According to three reports released recently by the World Bank (WB), ANZ, and HSBC, Vietnam's economy is improving faster than previously predicted. Both WB and HSBC said the result is indicated by improving GDP, and effective policies to control inflation and budget finances. HSBC's report was its Vietnam November Purchasing Manager Index (PMI), which showed that the economic health of the country's manufacturing sector was in better shape.

Positive sights

The WB predicts Vietnam's economic growth will stand at 5.6 per cent at the end of the year, higher than the 5.4 per cent recorded in 2013, contributed in no small part by a GDP increase of 6.2 per cent (year-on-year) in the third quarter. There were some significant changes in non-service sectors, which were greater than in 2013, and lower domestic demand, according its Taking Stock report, released on December 3.
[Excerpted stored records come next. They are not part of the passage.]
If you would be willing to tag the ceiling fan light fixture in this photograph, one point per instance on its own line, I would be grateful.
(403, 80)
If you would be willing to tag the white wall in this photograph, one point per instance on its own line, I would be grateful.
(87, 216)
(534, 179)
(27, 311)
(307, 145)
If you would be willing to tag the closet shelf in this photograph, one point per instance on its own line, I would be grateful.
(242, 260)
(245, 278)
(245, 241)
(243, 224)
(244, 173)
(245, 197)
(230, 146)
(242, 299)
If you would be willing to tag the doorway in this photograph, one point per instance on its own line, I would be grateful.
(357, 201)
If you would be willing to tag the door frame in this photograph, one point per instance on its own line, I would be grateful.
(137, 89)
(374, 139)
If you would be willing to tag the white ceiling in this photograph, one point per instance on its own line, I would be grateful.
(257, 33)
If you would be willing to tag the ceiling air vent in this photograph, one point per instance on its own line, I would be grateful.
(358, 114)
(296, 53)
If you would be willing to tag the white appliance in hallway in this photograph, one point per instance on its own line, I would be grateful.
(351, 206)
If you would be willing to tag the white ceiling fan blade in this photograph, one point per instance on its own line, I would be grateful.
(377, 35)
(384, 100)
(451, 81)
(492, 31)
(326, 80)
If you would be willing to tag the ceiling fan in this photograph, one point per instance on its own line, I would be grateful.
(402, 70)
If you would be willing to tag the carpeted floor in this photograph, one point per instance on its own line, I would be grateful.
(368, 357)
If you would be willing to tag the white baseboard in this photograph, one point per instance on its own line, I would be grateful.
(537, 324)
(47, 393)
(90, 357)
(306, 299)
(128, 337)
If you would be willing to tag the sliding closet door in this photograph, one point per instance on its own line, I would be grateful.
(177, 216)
ANZ also put growth for 2014 at 5.6 per cent and forecasted 5.8 per cent for next year, with foreign investment playing a significant role. Mr. Warren Hogan, ANZ's economic development specialist, said: "Economic growth resulted from improvements in controlling inflation, financing the government budget, more FDI going to high-value added sectors, and higher export turnover." The bank also suggested stable interest rates would contribute to economic growth.

Vietnam's PMI rose from 51 points in October to 52.1 points in November, with a significant improvement in most of the sub-indices of the business environment. The Index has been improving since January 2013.

Manufacturing Sector

ANZ's report stated that Vietnam had 1,306 newly-approved FDI projects this year as at October 20, with total new commitments of $9.95 billion. There were 469 existing projects that increased their capital, totaling $3.75 billion, for total FDI since January of $13.7 billion. The manufacturing sector, as at June, had attracted nearly $10 billion in new FDI projects, accounting for 70 per cent of new and additional FDI, primarily from South Korea, Singapore and Hong Kong. In particular, FDI in the manufacturing of semiconductor devices will be a key driver in the export-oriented sector.

Ms. Trinh Nguyen, HSBC economist, said that November's PMI was due to competitive advantages in the manufacturing sector, where lower labor costs than China led to the sector expecting a larger market share.

Trade balance

The WB report shows that Vietnam's trade balance continues to improve, with contributions to GDP rising over the last three consecutive years.

Vietnam has recorded a trade surplus since the beginning of the year of $1.866 billion, significantly higher than last year's $9.4 million.

Experts from ANZ believe that Vietnam will record a trade surplus for this year due to State budget disbursement being slower than expected, which will reduce expectations over import growth.